Since we need only determine which face operators have experienced measurement errors, and we do not need to actively correct the random gauge, gauge prefixing is accomplished globally using a renormalization group decoder on the three-dimensional syndrome data of the spacetime before the controlled-controlled-phase gate is performed. A threshold can be proved by adapting the threshold theorem for topological codes given in (*32*). Measurement errors close to the initial face before the controlled-controlled-phase gate takes place can then be identified easily by the decoder. We determine which plaquettes of the initial face have experienced errors by finding defects that should be paired to the initial face in the gauge-prefixing operation. Small errors in the global gauge-prefixing procedure can be contained within the boxes that contain the error syndrome. Hence, the errors that remain after the gauge-prefixing procedure are confined within small boxes, which respect the distribution we used to prove the threshold using the just-in-time decoder. Hence, we justify our error model used to bound the spread factor using just-in-time gauge fixing, even in the presence of initialization errors caused by gauge prefixing. We show an error together with its syndrome in Fig. 8C. The goal is only to estimate the plaquettes that have experienced measurement errors on the gray face at the top of the figure. This fixes the plaquettes of the initial face as we have assumed throughout our analysis.

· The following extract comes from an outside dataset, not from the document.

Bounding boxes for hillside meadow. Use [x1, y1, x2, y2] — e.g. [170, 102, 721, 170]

We remark that the proposal given in (*16*) avoids the use of gauge prefixing by orienting boundaries such that the boundary that is analogous to the initial face of the color code is created over a long time. This orientation allows for single defects created at the initial face to be corrected by moving them back to the initial face at a later time, or onto some other suitable boundary. In contrast, here, we have imagined that an initial face is produced at a single instant of time. Further work may show that we can apply the idea of Bombín to the surface code implementation of a controlled-controlled-phase gate presented here by reorienting the gate in spacetime. Such an adaptation will also require a modification of the just-in-time decoder to ensure that defects created at the initial face are paired to an appropriate boundary in a timely manner.

Conversely, gauge prefixing can be adapted for the proposal in (*16*). In this work, color codes are entangled with a transversal controlled-phase gate. The transversal gate is applied to a two-dimensional support on boundaries of the two color codes undergoing this operation. Let us call this boundary the entangling boundary, where the initial face of the second code lies on the entangling boundary. Let us briefly summarize how we can prefix the gauge of the initial face of the second of the two color codes by error-correcting the first.

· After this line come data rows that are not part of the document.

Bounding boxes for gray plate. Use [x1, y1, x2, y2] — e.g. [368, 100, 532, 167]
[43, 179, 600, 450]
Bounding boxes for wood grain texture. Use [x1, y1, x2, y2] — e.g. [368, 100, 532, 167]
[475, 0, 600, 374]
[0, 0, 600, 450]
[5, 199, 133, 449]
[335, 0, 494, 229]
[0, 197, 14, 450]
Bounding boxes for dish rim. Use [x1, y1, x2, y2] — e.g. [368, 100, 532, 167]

We note that the entangling operation allows us to use the eigenvalues of the error detection measurements at the boundary of the first code to infer the values of the face operators at the initial face of the second code. Small errors may cause us to incorrectly read the eigenvalues of the cells of the first code. This will lead us to infer the wrong eigenvalues of the face operators of the initial face of the second code. However, error correction on the first code ensures that its entangling boundary is charge neutral, i.e., it has an even parity of string-like errors terminate at this boundary. If the first code is charge neutral at its entangling boundary, then errors in the eigenvalues of the face operators of the initial face of the second color code are necessarily created in locally correctable configurations. This means that they can be corrected without pairing any defects onto the initial face. This observation circumvents the need to orient the color code in a special configuration in spacetime. Relaxing this constraint may be of practical benefit. Moreover, the observation may allow us to remove certain rules that the decoder must otherwise respect to ensure defects are paired to the initial face as required. This may lead to improvements in the performance of the decoder.